Playoffs: Who needs it?

You blink. Look up at an over exaggerated television screen to see the clock. 1:53 to go in the third, you’re down 0-1. Eyes back to the ice. A quick pass up to a winger, hinge net front D to the weak side. Step off the wall, chip and your centermen is out on a rush. Energy erupts in the stands behind you as you jump to your feet. Your head rotates back and forth between the rush and your goal tender skating full speed to the bench. Coach gives you a kick and you shift into overdrive as you join the play. Your team chipped the puck deep and has gotten into a scrum behind the net. You try to find space in the high slot while your teammates battle behind the net for possession. You’re cat eyed looking for the loose puck, ready to pounce. There! You jump into a wide open pocket back door “HERE!” Tap in, tied game. 

Perfectly executed shift from a clean breakout to the forecheck, onto an easy goal. Text book. 

Flipside.

1:53 to go in the third. You’re up 1-0. Your centerman pushes it to the wall and your other wing throws a hard rim off the glass. You slow down because of the speed, but the goaltender stops it short. Their defensemen retrieves the puck and moves around the net so you fill over top into the high slot for support. Your forward gets control and you take off towards the crease ready for a pass. He loses his edge and possession as the puck is slid off the wall. You spin and take a hard stride towards their wing as he puts a pass through you and the puck slides weak side. You change direction and get back on the forecheck. A quick step and chip sends their centerman on a fast break 2-on-2. You take a few hard strides and look around. Your other wing is the first forward back and taking the centermen’s position. You find a guy and stay with him in the slot. Your defense race to a chipped puck and pin the puck behind the net. Your centerman is slow to get back, but joins the zone with an extra attacker. The puck shoots loose as you wrap up with your guy, but leaving the extra attacker exposed. Your centerman stays high to cover the point and an easy back door tap-in  ties up this game. 

A break down in the offensive zone, poor tracking, and lack of attention to detail/communication in the defensive zone. A full line breakdown, from end-to-end. A team’s worse nightmare. 

We always want to focus on who won, who scored the goal. We want to know what the positive side was, and we want to know who was the reason for the loss. Was it a ref, bad goalie, poor coaching, or a bad pass/missed opportunity? But hockey is a butterfly effect game. One mistake can be a domino effect for a team. When a team wins, everyone wins. When a team loses, everyone loses.

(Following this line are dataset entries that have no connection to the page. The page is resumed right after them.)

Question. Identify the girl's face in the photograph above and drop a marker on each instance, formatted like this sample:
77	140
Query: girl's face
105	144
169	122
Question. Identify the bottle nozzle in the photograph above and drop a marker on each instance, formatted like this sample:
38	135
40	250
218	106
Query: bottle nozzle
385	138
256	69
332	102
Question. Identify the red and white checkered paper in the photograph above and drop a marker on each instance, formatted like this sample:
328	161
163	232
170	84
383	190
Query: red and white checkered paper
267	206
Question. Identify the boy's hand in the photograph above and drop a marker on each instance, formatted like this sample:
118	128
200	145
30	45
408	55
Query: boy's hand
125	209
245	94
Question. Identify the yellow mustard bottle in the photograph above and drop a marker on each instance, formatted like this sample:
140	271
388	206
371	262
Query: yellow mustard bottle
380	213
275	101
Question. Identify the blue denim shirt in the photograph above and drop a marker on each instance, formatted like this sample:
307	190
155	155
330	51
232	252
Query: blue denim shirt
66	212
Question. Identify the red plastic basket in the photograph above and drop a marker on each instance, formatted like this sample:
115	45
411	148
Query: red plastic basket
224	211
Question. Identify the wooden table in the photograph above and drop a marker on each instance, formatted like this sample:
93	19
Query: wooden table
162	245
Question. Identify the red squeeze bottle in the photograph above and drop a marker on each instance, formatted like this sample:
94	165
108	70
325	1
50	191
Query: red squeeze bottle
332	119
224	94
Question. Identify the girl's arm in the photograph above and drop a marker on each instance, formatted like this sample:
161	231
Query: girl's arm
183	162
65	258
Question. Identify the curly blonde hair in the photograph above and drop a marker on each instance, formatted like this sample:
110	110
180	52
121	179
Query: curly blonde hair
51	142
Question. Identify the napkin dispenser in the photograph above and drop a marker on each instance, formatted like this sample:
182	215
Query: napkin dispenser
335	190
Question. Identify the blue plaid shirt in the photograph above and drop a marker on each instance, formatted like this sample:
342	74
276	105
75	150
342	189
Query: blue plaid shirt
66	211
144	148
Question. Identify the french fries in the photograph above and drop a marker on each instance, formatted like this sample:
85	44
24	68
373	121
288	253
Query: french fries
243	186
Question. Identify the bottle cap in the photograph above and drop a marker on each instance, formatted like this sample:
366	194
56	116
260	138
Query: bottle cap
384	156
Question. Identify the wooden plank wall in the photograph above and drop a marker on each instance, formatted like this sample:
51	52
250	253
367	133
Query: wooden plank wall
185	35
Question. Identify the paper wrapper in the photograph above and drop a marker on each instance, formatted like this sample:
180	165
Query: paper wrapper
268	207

Marc Habscheid (photo-PA Herald)

During my first season in the dub our coach Mark Habscheid talked about how “misery looks for company.” Our team was struggling that season and he wanted to keep our heads focused on improvement not on losses. It’s interesting how quickly a struggling team can fold in on itself. As a player, I loved seeing my opponents bicker on the bench or yell at someone to move the puck before a face-off. Hockey is a team sport, and one guy can cause everyone else to fall. A first line bad shift can mean a second line bad shift and a goal on the third. A turn over and weak back check that doesn’t result in a goal this shift, could mean five or six more bad back checks and now you’re down three or four to zero. Teams feed off each other. If you want to win, not just tonight, not just tomorrow, but consistently, you need to be bought in. That means positivity, accountability and doing your job.

When I was in high school, my team won a state championship. During that winter, a team mate and I were sitting in his car post game talking about how great it would be to win state. At that moment Blake and I stopped using the words “what if” and started saying “when”. We believed, we bought in, we didn’t just want it, we were going to get it. Any team that has ever won a championship did it because they didn’t want it, they were going to get it. Dave Langevin once told me that he didn’t like the Stanley cup play offs because that was HIS cup. In case you didn’t already know… He won four cups consecutively back in the 80’s. That culture of coaches, that type of desire and determination rubbed off on our team heavily.

The culture of a team comes down to every guy in the room. Every guy must be sold on this season. Every guy must do their role every night. Not every guy can score a goal, not every guy can fight. But every guy can bring it. What ever it is that they contribute to the table, they have to show it every second that they are on the ice.  Struggling teams let cancer into the room. Guys start looking forward to the end of the season, they look forward to getting done with this losing year and moving onto a fresh start. The center of the league is filled with guys that want to win, but at the end of the day aren’t sure they want to play until June. As playoffs approach, being bought in becomes more an more transparent every round. The teams that are 50/50 are filtered out quickly. For the teams that continue through the rounds, the guy’s that want it shine. Guys that need it, get the shine.

This time of year brings out the truth about a teams culture, desire, and the tough skinned nature of a team. It’s what makes the playoffs the best time to watch hockey. Soon, we’ll see who needed it.